228. The method of claim 225, wherein the alpha-PKC inhibitor is a peptide consisting of the amino acid sequence shown in SEQ ID NO: 25 which has a myristoylated amino acid residue at its amino terminus and is amidated at its carboxy terminus.

229. The method of claim 225, wherein the alpha-PKC inhibitor is a peptide consisting of the amino acid sequence shown in SEQ ID NO: 1 which has a myristoylated amino acid residue at its amino terminus.

230. The method of claim 225, wherein the pharmaceutical composition comprises about 1 μM to about 100 μM of the peptide.

231. The method of claim 230, wherein the pharmaceutical composition comprises 1 μM of the peptide.
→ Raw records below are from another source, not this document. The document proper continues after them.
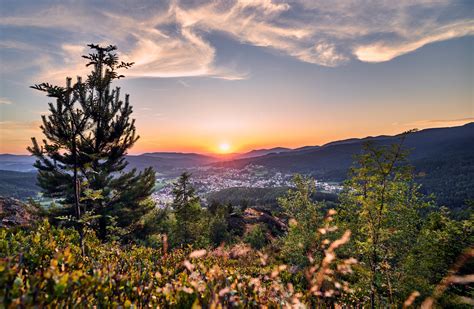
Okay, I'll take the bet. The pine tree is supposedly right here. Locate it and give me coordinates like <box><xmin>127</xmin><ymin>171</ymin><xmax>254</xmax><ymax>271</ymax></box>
<box><xmin>172</xmin><ymin>172</ymin><xmax>201</xmax><ymax>245</ymax></box>
<box><xmin>28</xmin><ymin>44</ymin><xmax>155</xmax><ymax>239</ymax></box>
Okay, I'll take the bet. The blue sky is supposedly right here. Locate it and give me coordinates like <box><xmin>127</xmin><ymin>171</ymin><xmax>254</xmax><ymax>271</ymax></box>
<box><xmin>0</xmin><ymin>0</ymin><xmax>474</xmax><ymax>153</ymax></box>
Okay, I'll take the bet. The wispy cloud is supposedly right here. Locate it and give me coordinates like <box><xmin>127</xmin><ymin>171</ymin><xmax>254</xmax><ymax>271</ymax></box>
<box><xmin>0</xmin><ymin>0</ymin><xmax>474</xmax><ymax>80</ymax></box>
<box><xmin>394</xmin><ymin>117</ymin><xmax>474</xmax><ymax>128</ymax></box>
<box><xmin>0</xmin><ymin>98</ymin><xmax>13</xmax><ymax>105</ymax></box>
232. The method of claim 223, wherein the pharmaceutically acceptable carrier that is free of Ca²⁺ and Mg²⁺ cations is an aqueous carrier comprising 0.2 g/L KCl, 0.2 g/L anhydrous KH₂PO₄, 8 g/L NaCl, and 1.15 g/L anhydrous Na₂HPO₄.